Dalam proses pertumbuhannya, filsafat sebagai hasil pemikiran dari para ahli filsafat atau para filsuf sepanjang kurun waktu dengan objek permasalahan hidup di dunia ini yang telah melahirkan berbagai macam pandangan.

Pandangan-pandangan para filsuf itu, ada kalanya satu dengan yang lain hanya bersifat saling kuat-menguatkan, tapi tidak jarang pula yang berbeda atau berlawanan. Hal ini antara lain disebabkan oleh pendekatan yang dipakai oleh mereka berbeda, walaupun untuk objek permasalahannya itu bisa saja sama.

Karena perbedaan dalam sistem pendekatan itu, maka kesimpulan-kesimpulan yang dihasilkan menjadi berbeda pula, bahkan tidak sedikit yang saling berlawanan. Selain itu faktor zaman dan pandangan hidup yang melatarbelakangi mereka, serta tempat di mana mereka bermukim juga ikut mewarnai pemikiran mereka.

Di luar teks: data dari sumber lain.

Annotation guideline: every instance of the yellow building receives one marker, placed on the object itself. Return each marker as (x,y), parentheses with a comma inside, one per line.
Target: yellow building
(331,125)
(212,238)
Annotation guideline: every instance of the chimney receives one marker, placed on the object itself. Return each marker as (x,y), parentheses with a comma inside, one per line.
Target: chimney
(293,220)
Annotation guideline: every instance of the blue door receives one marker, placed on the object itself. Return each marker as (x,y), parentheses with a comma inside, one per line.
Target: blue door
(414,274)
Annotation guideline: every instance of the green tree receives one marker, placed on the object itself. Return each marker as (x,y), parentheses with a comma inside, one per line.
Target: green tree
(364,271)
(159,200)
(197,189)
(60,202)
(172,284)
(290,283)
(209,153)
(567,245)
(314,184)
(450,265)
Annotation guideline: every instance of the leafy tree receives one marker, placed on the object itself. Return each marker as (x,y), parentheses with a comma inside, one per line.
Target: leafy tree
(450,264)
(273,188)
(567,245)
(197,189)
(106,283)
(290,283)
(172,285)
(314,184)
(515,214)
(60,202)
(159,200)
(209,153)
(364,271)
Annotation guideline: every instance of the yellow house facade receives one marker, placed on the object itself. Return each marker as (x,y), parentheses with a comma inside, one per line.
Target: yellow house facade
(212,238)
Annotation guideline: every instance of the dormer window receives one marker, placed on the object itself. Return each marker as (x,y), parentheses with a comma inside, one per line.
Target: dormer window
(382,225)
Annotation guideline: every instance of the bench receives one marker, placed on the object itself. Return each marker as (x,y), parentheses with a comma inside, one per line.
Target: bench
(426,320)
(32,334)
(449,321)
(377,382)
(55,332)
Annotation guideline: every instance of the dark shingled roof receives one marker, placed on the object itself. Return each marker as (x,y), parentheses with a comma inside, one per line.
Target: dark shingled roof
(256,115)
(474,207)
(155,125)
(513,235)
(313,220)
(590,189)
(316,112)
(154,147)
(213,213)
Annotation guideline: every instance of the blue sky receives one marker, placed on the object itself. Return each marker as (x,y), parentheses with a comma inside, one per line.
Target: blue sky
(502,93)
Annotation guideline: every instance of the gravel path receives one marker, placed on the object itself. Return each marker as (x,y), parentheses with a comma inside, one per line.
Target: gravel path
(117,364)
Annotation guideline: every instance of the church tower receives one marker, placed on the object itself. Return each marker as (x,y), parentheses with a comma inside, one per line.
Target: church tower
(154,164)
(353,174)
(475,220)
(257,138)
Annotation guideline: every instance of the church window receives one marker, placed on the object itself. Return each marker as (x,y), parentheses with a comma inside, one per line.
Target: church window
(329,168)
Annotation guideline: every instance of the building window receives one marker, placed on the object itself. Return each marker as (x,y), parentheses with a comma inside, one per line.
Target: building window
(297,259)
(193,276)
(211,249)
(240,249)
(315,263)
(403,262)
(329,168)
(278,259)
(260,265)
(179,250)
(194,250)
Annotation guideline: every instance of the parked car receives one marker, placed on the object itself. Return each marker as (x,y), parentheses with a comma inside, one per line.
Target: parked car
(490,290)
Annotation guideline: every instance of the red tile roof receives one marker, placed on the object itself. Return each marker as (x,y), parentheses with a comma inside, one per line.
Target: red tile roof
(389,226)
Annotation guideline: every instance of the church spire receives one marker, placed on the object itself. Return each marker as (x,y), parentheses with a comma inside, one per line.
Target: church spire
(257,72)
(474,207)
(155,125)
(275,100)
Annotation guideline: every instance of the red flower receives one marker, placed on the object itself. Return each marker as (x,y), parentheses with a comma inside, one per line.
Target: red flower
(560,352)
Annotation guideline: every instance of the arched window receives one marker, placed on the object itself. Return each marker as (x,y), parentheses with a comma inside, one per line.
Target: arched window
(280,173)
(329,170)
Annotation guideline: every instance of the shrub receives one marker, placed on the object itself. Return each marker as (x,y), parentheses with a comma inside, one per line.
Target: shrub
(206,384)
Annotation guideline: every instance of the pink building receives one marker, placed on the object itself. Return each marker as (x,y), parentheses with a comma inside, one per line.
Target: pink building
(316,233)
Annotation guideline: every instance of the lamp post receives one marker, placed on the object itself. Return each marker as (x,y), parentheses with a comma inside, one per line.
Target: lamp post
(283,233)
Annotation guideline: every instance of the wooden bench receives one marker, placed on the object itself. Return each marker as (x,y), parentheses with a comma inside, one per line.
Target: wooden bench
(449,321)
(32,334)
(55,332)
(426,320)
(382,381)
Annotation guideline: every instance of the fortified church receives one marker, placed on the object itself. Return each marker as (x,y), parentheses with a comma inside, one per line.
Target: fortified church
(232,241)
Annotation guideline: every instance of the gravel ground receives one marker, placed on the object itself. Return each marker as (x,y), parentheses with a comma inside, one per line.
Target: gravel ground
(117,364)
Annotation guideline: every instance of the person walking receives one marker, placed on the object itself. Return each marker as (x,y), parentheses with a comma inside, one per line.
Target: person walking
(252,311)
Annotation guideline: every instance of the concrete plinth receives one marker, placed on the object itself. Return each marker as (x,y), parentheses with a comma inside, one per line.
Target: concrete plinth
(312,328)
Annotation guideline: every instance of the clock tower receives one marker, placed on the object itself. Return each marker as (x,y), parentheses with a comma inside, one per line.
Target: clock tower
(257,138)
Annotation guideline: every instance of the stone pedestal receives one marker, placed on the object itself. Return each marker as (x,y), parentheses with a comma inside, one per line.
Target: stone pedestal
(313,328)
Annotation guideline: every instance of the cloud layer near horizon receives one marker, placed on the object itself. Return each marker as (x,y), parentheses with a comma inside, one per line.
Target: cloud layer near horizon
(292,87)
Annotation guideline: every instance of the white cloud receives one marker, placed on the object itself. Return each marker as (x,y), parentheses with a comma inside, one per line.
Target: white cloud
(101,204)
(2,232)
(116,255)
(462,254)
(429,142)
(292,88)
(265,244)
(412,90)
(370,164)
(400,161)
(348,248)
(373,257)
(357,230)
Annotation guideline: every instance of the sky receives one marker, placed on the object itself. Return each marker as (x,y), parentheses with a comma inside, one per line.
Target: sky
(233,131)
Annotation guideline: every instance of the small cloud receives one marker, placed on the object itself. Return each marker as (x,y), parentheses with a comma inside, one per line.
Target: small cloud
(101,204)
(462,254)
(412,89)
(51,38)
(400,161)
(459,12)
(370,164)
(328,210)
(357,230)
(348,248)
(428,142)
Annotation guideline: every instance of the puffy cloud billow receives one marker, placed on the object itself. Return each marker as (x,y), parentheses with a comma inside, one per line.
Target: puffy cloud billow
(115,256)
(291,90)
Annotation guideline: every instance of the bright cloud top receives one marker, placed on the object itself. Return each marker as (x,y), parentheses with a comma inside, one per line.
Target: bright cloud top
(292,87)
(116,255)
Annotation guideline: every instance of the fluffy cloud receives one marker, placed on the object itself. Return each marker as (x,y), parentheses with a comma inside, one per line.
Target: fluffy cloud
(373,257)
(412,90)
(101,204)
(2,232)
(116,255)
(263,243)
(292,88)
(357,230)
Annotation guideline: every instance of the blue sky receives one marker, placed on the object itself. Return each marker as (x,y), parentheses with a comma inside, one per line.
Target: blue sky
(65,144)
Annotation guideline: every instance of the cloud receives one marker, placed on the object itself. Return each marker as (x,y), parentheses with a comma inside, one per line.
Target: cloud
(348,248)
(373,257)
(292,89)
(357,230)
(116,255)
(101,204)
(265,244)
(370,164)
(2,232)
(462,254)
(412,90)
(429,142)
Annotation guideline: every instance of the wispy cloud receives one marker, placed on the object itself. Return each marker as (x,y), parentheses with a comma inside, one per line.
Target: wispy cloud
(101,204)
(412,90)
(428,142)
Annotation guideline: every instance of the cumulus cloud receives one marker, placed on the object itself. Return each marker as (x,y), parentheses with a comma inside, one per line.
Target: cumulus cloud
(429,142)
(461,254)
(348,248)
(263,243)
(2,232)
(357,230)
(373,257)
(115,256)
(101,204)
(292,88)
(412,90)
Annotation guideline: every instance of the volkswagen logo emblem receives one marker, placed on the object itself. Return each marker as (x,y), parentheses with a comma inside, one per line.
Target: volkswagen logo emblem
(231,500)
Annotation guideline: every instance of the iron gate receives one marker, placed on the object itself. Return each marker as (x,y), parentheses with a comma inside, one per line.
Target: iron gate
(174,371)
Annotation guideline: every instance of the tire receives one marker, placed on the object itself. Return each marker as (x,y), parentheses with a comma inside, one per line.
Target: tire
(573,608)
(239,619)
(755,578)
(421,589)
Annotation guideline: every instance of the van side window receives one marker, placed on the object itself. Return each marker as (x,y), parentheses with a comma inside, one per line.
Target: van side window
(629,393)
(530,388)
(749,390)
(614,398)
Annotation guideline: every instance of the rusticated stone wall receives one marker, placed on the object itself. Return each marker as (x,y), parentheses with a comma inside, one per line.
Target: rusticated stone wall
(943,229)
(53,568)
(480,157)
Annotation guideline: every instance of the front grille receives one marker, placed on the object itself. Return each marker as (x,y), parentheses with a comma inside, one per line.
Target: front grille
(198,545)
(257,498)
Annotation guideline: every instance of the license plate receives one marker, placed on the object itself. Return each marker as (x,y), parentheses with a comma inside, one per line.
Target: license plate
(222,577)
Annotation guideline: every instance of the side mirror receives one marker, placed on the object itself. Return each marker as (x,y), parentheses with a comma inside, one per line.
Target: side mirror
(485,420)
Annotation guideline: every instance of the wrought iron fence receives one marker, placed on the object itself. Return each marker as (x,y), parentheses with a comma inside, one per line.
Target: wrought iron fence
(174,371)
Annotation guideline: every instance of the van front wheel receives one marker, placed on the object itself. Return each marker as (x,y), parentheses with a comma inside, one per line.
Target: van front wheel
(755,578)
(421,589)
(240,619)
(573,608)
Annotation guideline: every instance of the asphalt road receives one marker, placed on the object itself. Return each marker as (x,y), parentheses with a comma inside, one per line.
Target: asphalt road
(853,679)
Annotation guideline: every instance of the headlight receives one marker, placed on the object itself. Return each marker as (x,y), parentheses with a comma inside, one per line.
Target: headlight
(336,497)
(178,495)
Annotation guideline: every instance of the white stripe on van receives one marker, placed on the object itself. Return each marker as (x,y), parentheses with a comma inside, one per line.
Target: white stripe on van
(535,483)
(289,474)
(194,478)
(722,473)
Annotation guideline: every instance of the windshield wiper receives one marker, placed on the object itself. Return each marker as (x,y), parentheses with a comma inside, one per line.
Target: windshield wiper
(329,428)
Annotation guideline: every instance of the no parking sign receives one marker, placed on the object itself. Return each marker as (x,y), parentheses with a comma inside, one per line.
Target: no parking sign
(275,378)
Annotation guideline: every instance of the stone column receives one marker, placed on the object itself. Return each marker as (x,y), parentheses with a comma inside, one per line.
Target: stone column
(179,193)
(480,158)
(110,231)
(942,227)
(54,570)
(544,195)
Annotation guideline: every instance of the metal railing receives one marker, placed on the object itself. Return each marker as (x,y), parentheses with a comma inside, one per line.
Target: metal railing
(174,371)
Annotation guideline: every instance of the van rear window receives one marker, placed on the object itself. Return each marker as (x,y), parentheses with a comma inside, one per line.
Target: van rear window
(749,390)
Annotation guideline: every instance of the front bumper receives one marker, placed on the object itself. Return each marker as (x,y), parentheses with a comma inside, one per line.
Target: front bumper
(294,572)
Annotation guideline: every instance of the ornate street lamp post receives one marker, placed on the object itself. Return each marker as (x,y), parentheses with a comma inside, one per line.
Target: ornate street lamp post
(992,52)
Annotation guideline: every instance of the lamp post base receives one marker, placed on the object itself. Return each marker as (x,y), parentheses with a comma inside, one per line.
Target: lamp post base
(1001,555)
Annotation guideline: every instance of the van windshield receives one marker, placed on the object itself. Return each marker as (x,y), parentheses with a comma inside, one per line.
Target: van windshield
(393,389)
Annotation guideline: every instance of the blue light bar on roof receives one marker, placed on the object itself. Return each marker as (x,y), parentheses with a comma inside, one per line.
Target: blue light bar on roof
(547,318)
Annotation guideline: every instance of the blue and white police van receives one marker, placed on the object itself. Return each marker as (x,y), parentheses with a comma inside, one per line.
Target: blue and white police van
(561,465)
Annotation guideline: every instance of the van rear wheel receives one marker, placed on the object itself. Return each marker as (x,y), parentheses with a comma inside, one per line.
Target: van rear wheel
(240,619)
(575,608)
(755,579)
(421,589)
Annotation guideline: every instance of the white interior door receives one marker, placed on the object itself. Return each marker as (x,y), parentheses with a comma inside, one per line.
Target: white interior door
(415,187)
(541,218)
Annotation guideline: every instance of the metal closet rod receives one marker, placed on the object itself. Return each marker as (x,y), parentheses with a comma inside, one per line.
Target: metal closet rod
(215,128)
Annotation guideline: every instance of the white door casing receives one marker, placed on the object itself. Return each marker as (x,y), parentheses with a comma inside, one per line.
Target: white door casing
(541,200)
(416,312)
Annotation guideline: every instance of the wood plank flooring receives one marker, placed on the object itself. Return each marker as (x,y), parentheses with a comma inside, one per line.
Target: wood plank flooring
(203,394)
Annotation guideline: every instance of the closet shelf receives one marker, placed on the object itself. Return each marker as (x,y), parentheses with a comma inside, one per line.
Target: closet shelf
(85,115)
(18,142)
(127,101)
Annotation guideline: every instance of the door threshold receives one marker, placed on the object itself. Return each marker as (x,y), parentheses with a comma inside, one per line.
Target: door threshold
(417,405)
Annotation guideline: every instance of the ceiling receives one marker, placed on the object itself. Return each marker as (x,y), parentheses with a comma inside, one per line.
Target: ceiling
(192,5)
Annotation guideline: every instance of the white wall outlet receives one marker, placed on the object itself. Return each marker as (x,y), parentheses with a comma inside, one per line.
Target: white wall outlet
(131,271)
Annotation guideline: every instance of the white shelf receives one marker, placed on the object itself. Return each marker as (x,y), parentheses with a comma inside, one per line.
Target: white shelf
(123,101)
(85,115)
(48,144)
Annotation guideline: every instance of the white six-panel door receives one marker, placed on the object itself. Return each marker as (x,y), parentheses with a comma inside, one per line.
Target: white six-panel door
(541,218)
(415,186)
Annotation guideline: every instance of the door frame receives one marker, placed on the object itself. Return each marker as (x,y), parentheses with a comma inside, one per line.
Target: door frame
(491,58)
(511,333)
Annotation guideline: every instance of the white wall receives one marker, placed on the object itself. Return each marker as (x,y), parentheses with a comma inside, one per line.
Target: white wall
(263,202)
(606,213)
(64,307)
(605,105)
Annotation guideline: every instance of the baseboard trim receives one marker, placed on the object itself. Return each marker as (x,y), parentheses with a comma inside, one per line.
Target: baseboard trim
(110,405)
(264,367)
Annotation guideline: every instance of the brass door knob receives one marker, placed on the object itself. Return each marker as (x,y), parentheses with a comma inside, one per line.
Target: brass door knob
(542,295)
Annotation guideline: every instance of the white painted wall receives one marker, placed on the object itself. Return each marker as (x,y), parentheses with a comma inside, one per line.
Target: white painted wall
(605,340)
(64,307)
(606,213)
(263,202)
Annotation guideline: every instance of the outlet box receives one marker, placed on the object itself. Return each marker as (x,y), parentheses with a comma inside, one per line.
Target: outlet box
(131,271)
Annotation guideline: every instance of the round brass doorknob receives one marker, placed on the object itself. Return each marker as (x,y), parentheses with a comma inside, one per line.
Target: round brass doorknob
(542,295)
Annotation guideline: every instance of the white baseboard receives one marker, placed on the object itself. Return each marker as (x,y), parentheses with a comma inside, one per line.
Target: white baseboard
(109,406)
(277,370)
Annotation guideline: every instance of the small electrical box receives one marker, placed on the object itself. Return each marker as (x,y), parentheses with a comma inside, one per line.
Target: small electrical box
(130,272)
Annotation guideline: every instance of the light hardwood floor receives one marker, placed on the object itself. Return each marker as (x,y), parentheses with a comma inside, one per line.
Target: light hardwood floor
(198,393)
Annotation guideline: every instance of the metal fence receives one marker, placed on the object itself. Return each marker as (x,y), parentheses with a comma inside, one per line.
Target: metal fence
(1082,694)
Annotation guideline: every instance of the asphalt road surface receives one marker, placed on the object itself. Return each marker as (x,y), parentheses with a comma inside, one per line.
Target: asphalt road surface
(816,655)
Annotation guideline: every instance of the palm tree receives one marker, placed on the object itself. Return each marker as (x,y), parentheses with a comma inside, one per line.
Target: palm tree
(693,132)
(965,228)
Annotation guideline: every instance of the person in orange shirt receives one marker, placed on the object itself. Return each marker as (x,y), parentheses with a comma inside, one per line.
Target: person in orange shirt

Baca Juga: Hakikat Filsafat Pendidikan: Antara Teori dan Realita

Bacaan Lainnya

Filsafat memiliki beberapa aliran, salah satunya adalah aliran Strukturalisme, aliran ini adalah aliran yang menarik bagi saya, karena aliran ini membahas kenapa dan mengapa hal-hal yang ada di dunia ini bisa terjadi.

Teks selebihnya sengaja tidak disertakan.